Mr Wilson survived the explosion but his daughter Marie, a 20-year-old student nurse, died from her injuries.

The pair were trapped under rubble and debris in the aftermath of the bomb, and Mr Wilson described how she had squeezed his hand and told him that she loved him shortly before she passed away.

Mr Wilson forgave the bombers in a BBC interview recorded shortly after the death of his daughter.

His response to the attack was to say that he would pray for the people who had taken his daughter's life.

'Legacy of violence'

The interview made headlines around the world and also made a significant impact on the political situation in Northern Ireland.

On its website, the Spirit of Enniskillen Trust describes its mission as: "Young people leading change and working towards shared societies."

"We believe that leadership is critical if Northern Ireland is to move away from a legacy of violence, deal with the current difference and move towards being a cohesive, integrated and diverse society," the website states.

Marie Wilson was one of 11 people killed on the day of the Poppy Day bombing.
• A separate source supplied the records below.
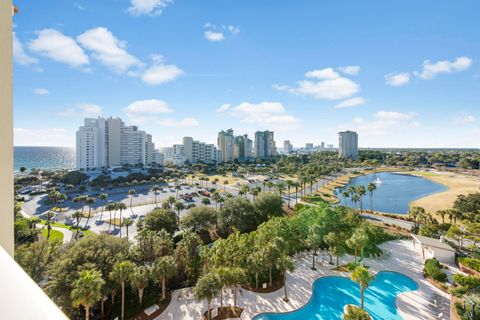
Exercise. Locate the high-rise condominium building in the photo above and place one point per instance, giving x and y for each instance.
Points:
(348, 144)
(109, 142)
(225, 145)
(265, 145)
(287, 147)
(196, 151)
(242, 148)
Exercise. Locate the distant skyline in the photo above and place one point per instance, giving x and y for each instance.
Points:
(401, 74)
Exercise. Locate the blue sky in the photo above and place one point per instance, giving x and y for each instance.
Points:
(401, 73)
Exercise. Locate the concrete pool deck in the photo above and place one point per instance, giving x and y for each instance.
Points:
(402, 257)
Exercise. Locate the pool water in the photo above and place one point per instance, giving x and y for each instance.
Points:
(331, 294)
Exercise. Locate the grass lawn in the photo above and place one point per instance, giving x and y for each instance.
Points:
(54, 234)
(61, 225)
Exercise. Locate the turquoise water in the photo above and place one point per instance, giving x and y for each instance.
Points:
(394, 193)
(331, 294)
(44, 158)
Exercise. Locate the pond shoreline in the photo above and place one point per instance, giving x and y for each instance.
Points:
(332, 189)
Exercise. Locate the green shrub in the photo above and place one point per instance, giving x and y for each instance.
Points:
(468, 282)
(432, 269)
(356, 313)
(471, 263)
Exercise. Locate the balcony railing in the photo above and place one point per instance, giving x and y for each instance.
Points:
(20, 296)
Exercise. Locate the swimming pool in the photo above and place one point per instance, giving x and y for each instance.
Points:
(331, 294)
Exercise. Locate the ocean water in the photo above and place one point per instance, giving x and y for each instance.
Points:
(44, 158)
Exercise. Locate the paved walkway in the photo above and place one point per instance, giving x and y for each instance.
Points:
(402, 258)
(67, 234)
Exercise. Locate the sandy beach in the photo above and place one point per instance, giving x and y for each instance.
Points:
(457, 184)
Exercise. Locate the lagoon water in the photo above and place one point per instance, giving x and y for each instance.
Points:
(394, 192)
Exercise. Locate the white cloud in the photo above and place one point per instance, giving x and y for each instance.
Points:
(19, 54)
(59, 47)
(223, 108)
(217, 34)
(148, 7)
(430, 70)
(383, 123)
(326, 73)
(41, 91)
(152, 106)
(79, 6)
(353, 102)
(234, 29)
(328, 86)
(465, 119)
(351, 70)
(148, 112)
(186, 122)
(397, 79)
(108, 50)
(42, 137)
(84, 110)
(265, 114)
(214, 36)
(160, 73)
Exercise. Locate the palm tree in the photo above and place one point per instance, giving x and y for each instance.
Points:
(256, 264)
(131, 193)
(371, 187)
(205, 201)
(110, 207)
(179, 206)
(50, 215)
(296, 185)
(120, 206)
(139, 279)
(102, 197)
(280, 187)
(155, 191)
(289, 184)
(208, 286)
(164, 268)
(336, 244)
(171, 202)
(357, 242)
(442, 214)
(177, 189)
(361, 191)
(244, 190)
(90, 201)
(120, 274)
(127, 222)
(345, 195)
(216, 197)
(254, 192)
(361, 276)
(285, 264)
(77, 215)
(87, 290)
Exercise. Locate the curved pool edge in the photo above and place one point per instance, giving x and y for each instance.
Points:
(256, 317)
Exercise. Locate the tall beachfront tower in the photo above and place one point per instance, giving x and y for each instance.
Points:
(265, 144)
(225, 145)
(103, 143)
(348, 144)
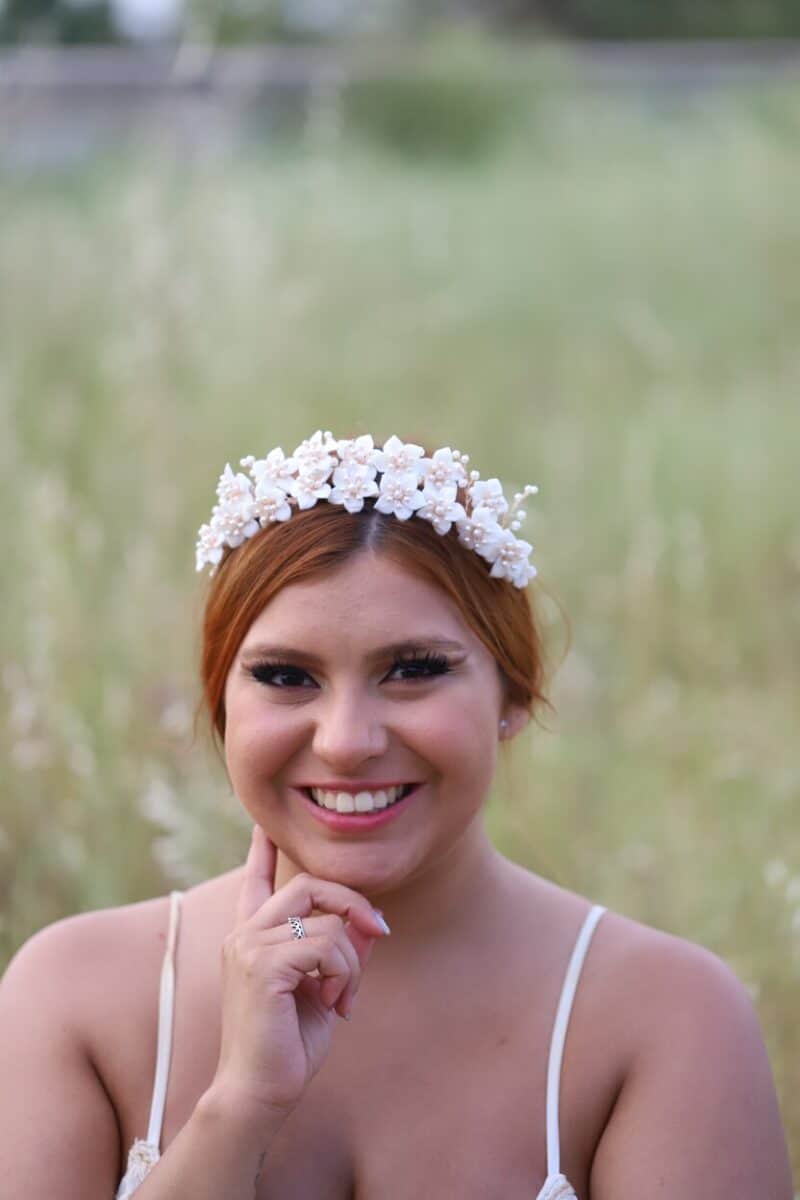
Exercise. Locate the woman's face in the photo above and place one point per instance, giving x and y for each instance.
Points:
(331, 690)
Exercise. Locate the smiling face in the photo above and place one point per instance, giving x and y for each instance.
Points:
(320, 695)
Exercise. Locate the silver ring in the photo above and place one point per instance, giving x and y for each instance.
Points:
(298, 928)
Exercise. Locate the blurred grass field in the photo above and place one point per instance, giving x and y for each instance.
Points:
(601, 298)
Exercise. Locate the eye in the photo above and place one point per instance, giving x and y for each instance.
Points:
(422, 666)
(278, 675)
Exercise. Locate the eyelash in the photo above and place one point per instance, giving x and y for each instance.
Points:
(434, 665)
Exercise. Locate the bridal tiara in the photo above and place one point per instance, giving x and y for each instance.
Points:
(397, 478)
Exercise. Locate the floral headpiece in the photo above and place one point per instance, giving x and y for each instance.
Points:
(402, 481)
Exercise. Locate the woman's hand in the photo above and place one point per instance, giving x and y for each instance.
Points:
(277, 1019)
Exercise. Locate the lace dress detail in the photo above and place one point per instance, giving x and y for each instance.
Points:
(145, 1152)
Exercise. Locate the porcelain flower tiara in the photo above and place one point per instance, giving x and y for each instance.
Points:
(397, 478)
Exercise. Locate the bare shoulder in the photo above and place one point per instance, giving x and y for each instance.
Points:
(90, 967)
(697, 1104)
(62, 988)
(656, 976)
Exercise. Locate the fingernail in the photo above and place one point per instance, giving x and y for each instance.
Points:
(379, 918)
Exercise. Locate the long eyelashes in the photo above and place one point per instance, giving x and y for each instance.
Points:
(421, 666)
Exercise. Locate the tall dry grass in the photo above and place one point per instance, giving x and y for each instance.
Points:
(607, 304)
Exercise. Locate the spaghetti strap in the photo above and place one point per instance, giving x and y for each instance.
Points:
(559, 1036)
(166, 1014)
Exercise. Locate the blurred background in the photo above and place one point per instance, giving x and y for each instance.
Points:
(561, 237)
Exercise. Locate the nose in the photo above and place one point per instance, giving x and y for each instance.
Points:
(348, 731)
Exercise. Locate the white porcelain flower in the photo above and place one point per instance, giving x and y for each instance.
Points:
(444, 469)
(210, 546)
(400, 495)
(233, 487)
(271, 503)
(353, 483)
(487, 493)
(235, 521)
(440, 508)
(400, 457)
(360, 451)
(349, 472)
(480, 532)
(511, 559)
(311, 486)
(313, 456)
(275, 471)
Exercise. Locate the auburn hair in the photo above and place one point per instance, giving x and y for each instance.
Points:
(323, 538)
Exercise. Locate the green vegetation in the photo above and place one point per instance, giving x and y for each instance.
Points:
(603, 300)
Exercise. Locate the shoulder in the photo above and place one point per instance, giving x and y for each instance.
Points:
(696, 1075)
(667, 981)
(84, 966)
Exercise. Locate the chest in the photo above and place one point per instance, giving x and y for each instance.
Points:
(440, 1104)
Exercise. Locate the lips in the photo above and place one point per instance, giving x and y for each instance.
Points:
(362, 801)
(354, 820)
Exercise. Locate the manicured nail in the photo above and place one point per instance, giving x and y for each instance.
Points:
(379, 918)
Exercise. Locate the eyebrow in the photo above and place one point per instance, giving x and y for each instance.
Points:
(271, 649)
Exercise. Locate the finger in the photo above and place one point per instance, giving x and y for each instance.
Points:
(258, 883)
(362, 943)
(305, 893)
(332, 928)
(296, 959)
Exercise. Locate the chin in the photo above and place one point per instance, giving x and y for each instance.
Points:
(356, 868)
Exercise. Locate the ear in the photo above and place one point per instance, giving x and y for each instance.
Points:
(513, 719)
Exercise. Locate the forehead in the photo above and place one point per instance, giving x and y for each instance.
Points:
(367, 599)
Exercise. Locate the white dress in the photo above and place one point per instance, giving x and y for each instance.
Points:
(144, 1153)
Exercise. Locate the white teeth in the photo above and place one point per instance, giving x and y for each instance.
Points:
(362, 802)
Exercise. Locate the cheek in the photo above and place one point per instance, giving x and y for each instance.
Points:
(461, 737)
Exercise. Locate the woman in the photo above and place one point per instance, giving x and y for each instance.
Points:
(368, 643)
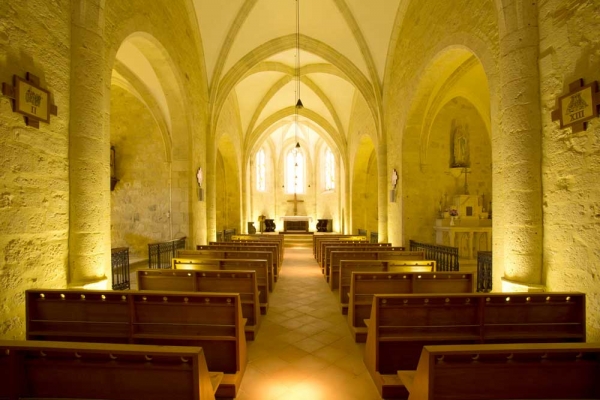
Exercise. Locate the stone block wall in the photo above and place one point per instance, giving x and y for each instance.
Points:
(34, 175)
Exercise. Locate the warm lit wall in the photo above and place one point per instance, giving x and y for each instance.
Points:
(570, 50)
(442, 26)
(34, 172)
(140, 203)
(424, 188)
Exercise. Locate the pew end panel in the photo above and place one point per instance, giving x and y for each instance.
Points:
(507, 371)
(34, 369)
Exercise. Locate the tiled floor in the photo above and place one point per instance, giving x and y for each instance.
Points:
(304, 349)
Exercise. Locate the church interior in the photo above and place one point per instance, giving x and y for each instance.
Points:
(457, 123)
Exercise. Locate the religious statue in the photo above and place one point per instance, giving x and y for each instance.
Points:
(460, 145)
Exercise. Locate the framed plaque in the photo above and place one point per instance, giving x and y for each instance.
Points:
(31, 100)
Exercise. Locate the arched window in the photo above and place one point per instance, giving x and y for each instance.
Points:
(294, 172)
(329, 170)
(261, 184)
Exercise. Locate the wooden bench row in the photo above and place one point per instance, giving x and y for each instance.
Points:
(364, 285)
(260, 268)
(212, 321)
(61, 370)
(242, 282)
(506, 371)
(400, 325)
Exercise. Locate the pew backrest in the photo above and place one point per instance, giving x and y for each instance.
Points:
(34, 369)
(508, 371)
(365, 284)
(347, 267)
(242, 282)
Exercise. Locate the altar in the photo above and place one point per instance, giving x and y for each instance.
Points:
(296, 223)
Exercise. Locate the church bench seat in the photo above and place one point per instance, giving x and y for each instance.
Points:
(60, 370)
(212, 321)
(348, 242)
(260, 268)
(242, 282)
(374, 255)
(317, 239)
(234, 254)
(401, 324)
(249, 246)
(506, 371)
(347, 267)
(365, 284)
(353, 247)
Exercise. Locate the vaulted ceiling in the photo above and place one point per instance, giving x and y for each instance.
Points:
(250, 53)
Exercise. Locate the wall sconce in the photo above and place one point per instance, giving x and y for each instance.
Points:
(113, 169)
(394, 182)
(200, 179)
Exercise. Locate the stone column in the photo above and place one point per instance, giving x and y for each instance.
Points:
(211, 187)
(89, 148)
(517, 204)
(382, 192)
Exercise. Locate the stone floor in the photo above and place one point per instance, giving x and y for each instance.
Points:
(304, 349)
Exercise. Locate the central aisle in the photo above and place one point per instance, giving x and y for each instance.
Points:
(304, 349)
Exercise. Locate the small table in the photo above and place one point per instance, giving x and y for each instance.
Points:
(296, 223)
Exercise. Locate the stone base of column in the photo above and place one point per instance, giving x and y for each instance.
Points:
(513, 286)
(102, 284)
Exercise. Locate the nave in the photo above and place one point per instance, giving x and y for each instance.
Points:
(304, 349)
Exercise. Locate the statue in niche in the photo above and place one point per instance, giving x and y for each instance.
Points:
(459, 145)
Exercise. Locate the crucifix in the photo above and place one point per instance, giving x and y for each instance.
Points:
(295, 201)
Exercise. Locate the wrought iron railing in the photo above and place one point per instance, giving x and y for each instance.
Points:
(445, 257)
(119, 259)
(161, 254)
(374, 237)
(484, 271)
(227, 234)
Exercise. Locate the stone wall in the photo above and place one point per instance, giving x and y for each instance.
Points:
(570, 50)
(140, 203)
(34, 175)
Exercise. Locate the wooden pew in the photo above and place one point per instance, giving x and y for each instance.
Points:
(249, 246)
(341, 238)
(355, 247)
(327, 236)
(349, 241)
(506, 371)
(347, 267)
(242, 282)
(233, 254)
(401, 324)
(382, 255)
(328, 247)
(60, 370)
(258, 266)
(212, 321)
(363, 285)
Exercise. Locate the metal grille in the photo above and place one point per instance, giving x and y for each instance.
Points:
(446, 257)
(484, 271)
(227, 234)
(161, 254)
(119, 257)
(374, 237)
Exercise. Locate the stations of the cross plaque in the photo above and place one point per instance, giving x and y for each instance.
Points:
(295, 201)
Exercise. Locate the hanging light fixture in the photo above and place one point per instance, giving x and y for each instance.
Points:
(298, 104)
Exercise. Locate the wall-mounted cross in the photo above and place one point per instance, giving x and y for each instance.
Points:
(295, 201)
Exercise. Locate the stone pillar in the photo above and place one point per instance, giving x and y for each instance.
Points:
(89, 147)
(517, 204)
(382, 193)
(211, 187)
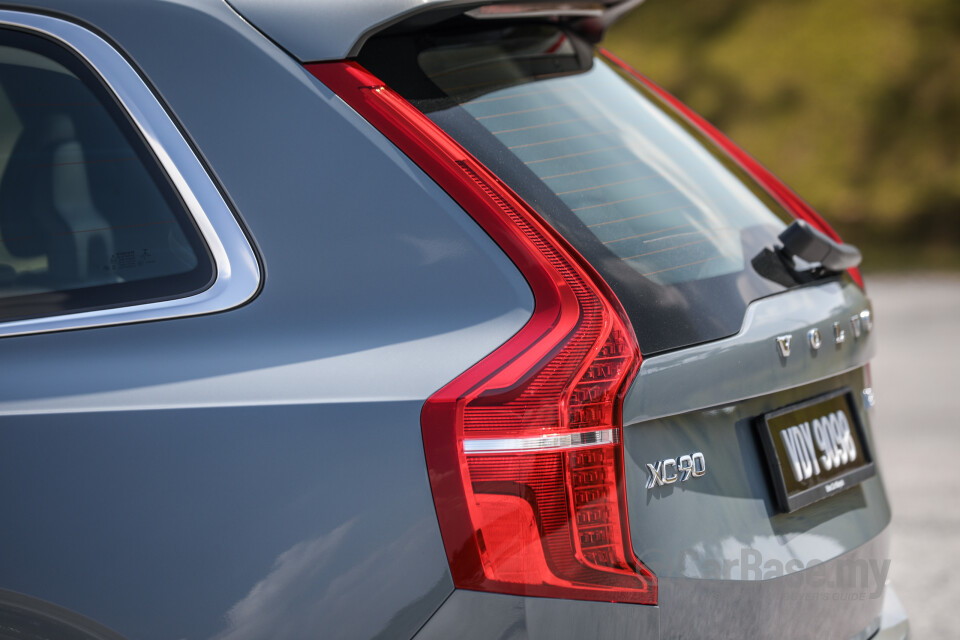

A 12th victim, head teacher Ronnie Hill, died after 13 years in a coma.

Mr Wilson rose to international prominence in the aftermath of the bombing and in 1993, he accepted an Irish government invitation to become a member of the Republic of Ireland's Senate.

He also met members of the IRA, to appeal to them to stop their campaign, following the deaths of two young boys in the Warrington bombing.

Mr Wilson died in June 1995.

'Domino effect'

It is understood that the pension problems that led to the winding up of the Spirit of Enniskillen Trust are also causing financial difficulties for charitable organisations across the UK.

Last month, umbrella groups representing the UK voluntary and community sector wrote a joint letter to the Minister of State for Pensions, Steve Webb.

The letter - written by the Charity Finance Group, National Council for Voluntary Organisations and the National Association for Voluntary and Community Action - expressed concern for up to 5,000 UK charities in "multi-employer defined benefit schemes".

They said many organisations were "caught in a double bind" - facing spiralling debt if they stay in the scheme or having to meet "enormous buy-out debts" in order to withdraw from it.

"As charities fail, there is domino effect on others in the same pension scheme. This situation is simply unsustainable," the letter stated.